The smaller diagnostics business was more fortunate, with sales up 55% from 2020 levels to CHF4.3 billion. Growth was driven by the company’s diverse portfolio of COVID-19 tests, including products to test for coronavirus mutations, as well as a general rise in routine diagnostic testing.

Plus: Roche COVID-19 antibody trial meets endpoint

“The uptake of our recently introduced diagnostic tests and medicines remains strong, while we continue to see the expected impact from biosimilars on sales of our established medicines,” said Roche Chief Executive Severin Schwan. “The upcoming acquisition of GenMark underlines our commitment to help control infectious diseases and antibiotic resistance.”

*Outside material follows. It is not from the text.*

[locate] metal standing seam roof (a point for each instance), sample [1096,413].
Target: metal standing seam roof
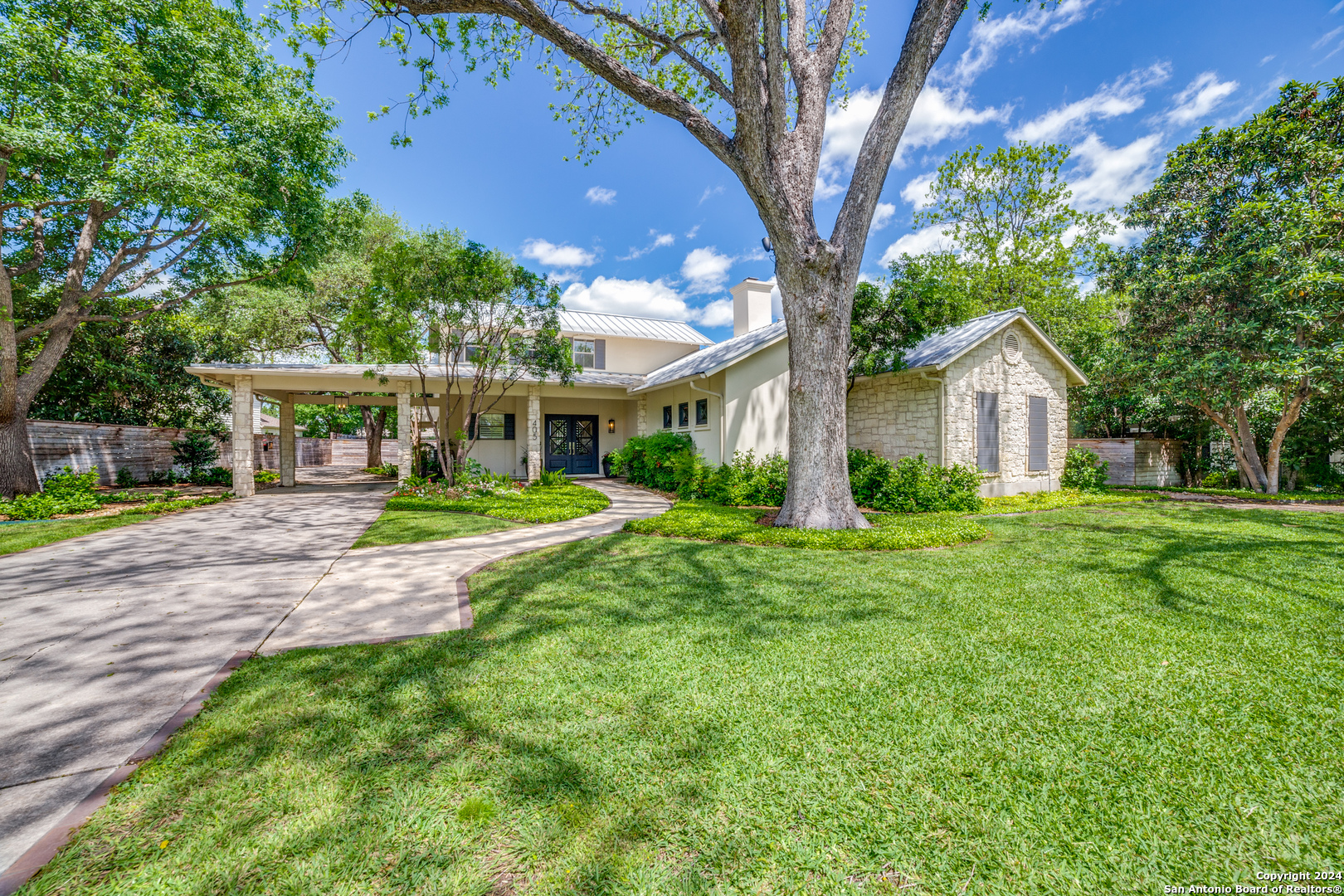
[715,358]
[652,328]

In March, the group agreed to buy U.S.-based diagnostic test maker GenMark GNMK, +0.12% in a $1.8 billion deal. Expected to close in the second quarter of 2021, the acquisition would give Roche access to molecular tests that can detect multiple pathogens from a single patient’s sample, speeding up the treatment process. GenMark would also add more COVID-19 tests to Roche’s roster.

The company also confirmed its outlook for 2021 on Wednesday, saying that sales are expected to grow in the low-to-mid-single-digit range at constant currencies, with core earnings per share projected to grow in line with sales. The group doesn’t report profits on a quarterly basis.